The challenge for Nick Boles is turning his vision into reality

Sometimes words change the world and sometimes they do not.

For now, Nick Boles’ intervention over planning is a statement of long-term intent rather than a change in policy.

Inevitably, however, the new planning minister has caused a furore after claiming that the amount of land built on should increase from 9 per cent today to 12 per cent in the future: over a 20-year timeframe.

He also threw in a criticism of “nimbies” who opposed new homes – while (for good measure) accusing builders of making “pig ugly” homes.

Maybe it is the language from tonight’s Newsnight interview that created the controversy. After all, Nick Clegg said roughly the same thing last week without any negative reaction to speak of. (He called for an array of new “garden cities”.)

Yet Boles is worth listening to. The Newsnight interview was ahead of a speech the minister is giving on Thursday. I’ve seen a copy and it makes fascinating reading.

The main thrust of the argument is that it is not only natural landscape that can be beautiful, but also the built environment. He cites Edinburgh as an excellent example of this; rightly. (“Who can resist the melancholy charm of a walk in the rain around Charlotte Square and through Ainslie Place?”)

He also mentions Stamford, a Lincolnshire town. And Letchworth, where planners “resisted the temptation to cram as many houses as possible” on to the available land.

Like Clegg, he goes on to cite the Garden City movement as an inspiration for a new generation of towns.

All of this is commendable, if Boles had any levers to make it happen. But the failure of Labour to oversee the creation of a new generation of “ecotowns” illustrates that the gap between rhetoric and reality can often be painfully wide.

Boles himself complains that developers have in recent decades simply “bolted” new housing estates on to existing towns and villages: “Many of them are pig-ugly,” he complains.

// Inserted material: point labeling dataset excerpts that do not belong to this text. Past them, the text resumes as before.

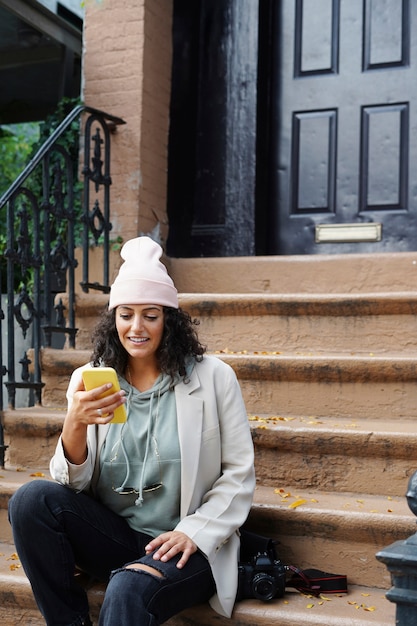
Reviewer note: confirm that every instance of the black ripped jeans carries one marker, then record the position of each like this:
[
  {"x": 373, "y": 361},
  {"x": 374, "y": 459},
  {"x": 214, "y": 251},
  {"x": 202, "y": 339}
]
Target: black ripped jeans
[{"x": 56, "y": 529}]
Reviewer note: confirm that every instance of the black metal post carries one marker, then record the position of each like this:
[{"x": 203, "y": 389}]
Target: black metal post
[{"x": 401, "y": 561}]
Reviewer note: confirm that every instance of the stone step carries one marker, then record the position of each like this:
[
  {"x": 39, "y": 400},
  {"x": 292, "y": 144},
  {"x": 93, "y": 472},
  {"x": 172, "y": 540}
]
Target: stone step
[
  {"x": 366, "y": 456},
  {"x": 361, "y": 606},
  {"x": 343, "y": 322},
  {"x": 353, "y": 386},
  {"x": 344, "y": 273},
  {"x": 369, "y": 456},
  {"x": 332, "y": 531},
  {"x": 31, "y": 435},
  {"x": 339, "y": 532},
  {"x": 338, "y": 323}
]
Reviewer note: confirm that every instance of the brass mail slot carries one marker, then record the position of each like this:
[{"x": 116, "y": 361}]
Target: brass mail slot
[{"x": 347, "y": 233}]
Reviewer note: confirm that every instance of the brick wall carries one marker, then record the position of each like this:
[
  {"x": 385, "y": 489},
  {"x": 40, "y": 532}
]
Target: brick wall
[{"x": 127, "y": 72}]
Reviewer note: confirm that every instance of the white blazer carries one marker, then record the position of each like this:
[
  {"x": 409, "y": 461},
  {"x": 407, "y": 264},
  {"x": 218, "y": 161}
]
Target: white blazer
[{"x": 217, "y": 468}]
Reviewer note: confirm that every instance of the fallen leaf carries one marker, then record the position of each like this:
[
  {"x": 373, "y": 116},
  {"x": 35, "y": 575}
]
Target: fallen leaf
[{"x": 297, "y": 503}]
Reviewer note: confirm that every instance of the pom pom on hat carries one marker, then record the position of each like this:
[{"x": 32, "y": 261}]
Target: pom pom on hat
[{"x": 142, "y": 278}]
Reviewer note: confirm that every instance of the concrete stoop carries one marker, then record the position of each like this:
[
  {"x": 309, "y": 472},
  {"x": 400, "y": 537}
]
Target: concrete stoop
[{"x": 329, "y": 382}]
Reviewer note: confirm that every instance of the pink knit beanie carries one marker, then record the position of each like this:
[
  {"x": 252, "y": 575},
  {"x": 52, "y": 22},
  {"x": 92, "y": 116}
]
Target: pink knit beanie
[{"x": 142, "y": 278}]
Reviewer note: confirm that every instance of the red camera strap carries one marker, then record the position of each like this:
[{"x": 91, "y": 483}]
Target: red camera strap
[{"x": 315, "y": 582}]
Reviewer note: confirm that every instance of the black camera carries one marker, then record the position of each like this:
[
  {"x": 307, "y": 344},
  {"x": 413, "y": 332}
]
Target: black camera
[{"x": 263, "y": 578}]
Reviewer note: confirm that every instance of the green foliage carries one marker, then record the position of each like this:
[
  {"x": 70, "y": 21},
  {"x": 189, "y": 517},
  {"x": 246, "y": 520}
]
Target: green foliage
[{"x": 18, "y": 144}]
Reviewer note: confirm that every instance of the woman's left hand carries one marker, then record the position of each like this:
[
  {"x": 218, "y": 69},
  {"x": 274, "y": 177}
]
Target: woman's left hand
[{"x": 170, "y": 544}]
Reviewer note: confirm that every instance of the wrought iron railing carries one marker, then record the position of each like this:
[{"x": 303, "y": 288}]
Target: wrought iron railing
[{"x": 42, "y": 232}]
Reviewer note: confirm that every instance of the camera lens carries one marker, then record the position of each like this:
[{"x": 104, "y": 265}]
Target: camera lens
[{"x": 264, "y": 586}]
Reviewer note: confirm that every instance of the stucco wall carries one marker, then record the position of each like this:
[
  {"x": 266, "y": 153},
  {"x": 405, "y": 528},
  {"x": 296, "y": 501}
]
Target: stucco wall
[{"x": 127, "y": 73}]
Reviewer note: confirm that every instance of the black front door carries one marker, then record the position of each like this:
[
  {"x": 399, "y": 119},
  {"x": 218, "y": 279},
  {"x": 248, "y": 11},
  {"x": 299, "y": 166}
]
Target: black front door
[{"x": 342, "y": 129}]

The question is how the coalition can deliver the minister’s vision: having abandoned Labour’s top-down regional targets, the government has created incentives for development (such as the “New Homes Bonus”) but does not have any clear mechanism for creating the new towns that it wants.

That will be the next priority for the new planning minister: delivery to match the vision. Otherwise, Boles will simply replicate the “vicious circle” of poor-quality development that has blighted Britain for years.